All my queries are called by parent objects so that functionality is readily available.  Objects be smart!
 
But I could see a problem if human made quries that don't know the rule must be created.
 
For me not a problem.  The database is only a storage mechanism for the objects.  For reports we have a second database which is a transformation of the application DB just for reports with those values converted into datetime stuff.

figuerres replied on Saturday, September 09, 2006

I wonder....  with SQL CLR and 2005 defined types...
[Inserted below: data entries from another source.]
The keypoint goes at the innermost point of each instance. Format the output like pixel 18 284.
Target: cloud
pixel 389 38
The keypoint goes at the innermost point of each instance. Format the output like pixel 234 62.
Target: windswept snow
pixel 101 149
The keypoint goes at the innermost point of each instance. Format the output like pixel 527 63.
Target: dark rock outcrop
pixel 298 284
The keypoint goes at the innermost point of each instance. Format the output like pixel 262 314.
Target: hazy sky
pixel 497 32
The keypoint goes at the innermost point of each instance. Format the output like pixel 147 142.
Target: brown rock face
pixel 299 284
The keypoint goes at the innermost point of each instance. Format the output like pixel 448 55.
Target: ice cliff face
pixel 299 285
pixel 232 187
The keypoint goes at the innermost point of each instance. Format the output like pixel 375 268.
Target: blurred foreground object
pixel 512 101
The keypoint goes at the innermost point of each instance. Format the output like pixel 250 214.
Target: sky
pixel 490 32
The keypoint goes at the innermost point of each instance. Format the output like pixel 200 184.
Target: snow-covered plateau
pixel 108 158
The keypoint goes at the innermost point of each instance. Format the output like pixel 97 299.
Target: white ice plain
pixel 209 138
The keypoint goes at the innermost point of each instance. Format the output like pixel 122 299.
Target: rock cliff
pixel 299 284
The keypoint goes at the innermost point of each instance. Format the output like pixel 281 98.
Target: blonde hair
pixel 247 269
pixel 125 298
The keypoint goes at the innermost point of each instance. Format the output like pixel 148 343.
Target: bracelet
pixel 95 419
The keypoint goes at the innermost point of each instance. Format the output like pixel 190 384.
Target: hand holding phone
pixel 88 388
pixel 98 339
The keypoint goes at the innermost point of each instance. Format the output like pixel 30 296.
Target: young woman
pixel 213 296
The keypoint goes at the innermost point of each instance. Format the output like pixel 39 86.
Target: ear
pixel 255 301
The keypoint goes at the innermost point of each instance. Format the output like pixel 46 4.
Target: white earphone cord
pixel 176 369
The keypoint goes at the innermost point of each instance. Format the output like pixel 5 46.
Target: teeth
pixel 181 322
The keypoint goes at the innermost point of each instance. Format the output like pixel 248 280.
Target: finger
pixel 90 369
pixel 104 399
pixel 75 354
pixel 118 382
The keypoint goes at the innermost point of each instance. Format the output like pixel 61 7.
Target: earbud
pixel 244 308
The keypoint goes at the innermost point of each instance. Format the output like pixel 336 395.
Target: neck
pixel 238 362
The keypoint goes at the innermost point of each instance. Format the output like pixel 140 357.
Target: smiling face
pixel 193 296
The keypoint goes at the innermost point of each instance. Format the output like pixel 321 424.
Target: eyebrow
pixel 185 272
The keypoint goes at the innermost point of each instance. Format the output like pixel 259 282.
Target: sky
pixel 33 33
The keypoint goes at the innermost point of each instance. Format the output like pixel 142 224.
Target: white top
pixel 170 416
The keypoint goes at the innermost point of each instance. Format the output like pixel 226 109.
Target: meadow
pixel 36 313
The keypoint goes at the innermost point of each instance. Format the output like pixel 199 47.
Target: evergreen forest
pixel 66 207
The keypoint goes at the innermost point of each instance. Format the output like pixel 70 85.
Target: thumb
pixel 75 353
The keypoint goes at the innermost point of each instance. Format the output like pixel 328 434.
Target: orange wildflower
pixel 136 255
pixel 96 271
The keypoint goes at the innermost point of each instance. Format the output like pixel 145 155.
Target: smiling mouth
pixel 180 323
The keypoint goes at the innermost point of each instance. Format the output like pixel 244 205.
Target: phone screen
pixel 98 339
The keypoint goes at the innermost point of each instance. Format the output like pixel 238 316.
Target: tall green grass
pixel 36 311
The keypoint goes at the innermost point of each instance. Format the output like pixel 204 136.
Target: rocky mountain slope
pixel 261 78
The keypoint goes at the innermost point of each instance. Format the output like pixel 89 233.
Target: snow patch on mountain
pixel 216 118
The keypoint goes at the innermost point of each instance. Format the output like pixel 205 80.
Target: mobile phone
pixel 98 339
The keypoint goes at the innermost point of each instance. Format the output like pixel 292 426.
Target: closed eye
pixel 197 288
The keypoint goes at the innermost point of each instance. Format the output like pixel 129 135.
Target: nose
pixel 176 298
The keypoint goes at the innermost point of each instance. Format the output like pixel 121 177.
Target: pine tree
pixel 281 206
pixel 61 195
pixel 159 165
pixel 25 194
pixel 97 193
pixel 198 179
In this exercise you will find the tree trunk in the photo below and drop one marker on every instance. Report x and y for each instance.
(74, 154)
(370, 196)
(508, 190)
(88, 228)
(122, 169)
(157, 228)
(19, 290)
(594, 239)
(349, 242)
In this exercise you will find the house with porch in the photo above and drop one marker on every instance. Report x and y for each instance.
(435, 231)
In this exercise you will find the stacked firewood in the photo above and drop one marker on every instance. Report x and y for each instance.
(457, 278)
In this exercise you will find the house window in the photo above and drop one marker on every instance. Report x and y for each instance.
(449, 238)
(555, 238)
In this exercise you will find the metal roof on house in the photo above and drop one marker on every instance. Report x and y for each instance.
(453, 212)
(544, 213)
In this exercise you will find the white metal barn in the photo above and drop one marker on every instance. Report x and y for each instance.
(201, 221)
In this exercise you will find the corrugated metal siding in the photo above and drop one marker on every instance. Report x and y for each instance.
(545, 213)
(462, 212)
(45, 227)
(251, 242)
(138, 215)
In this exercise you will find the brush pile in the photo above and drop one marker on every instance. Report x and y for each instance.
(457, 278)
could we have sql return a new type ?

if not then have a SQL CLR type for time that stores an unsigned int but displays a day + time string

then have a matching .net type that does the rest of what we might want.

5,184,000.0 would be 24 hours as 60th's of a second -- that should be good time res for all but a few uses.

32 bits unsigned would give: 828 days and about 12 hours of storage so it would handle showing

days hh:mm:ss:tt

by having sql defined type handle storage and output formating -- like it does with datetime

then your .net side class would do a .Parse() on reading and a .ToSTring() on writing to sql.

seems like we could make it very easy to use.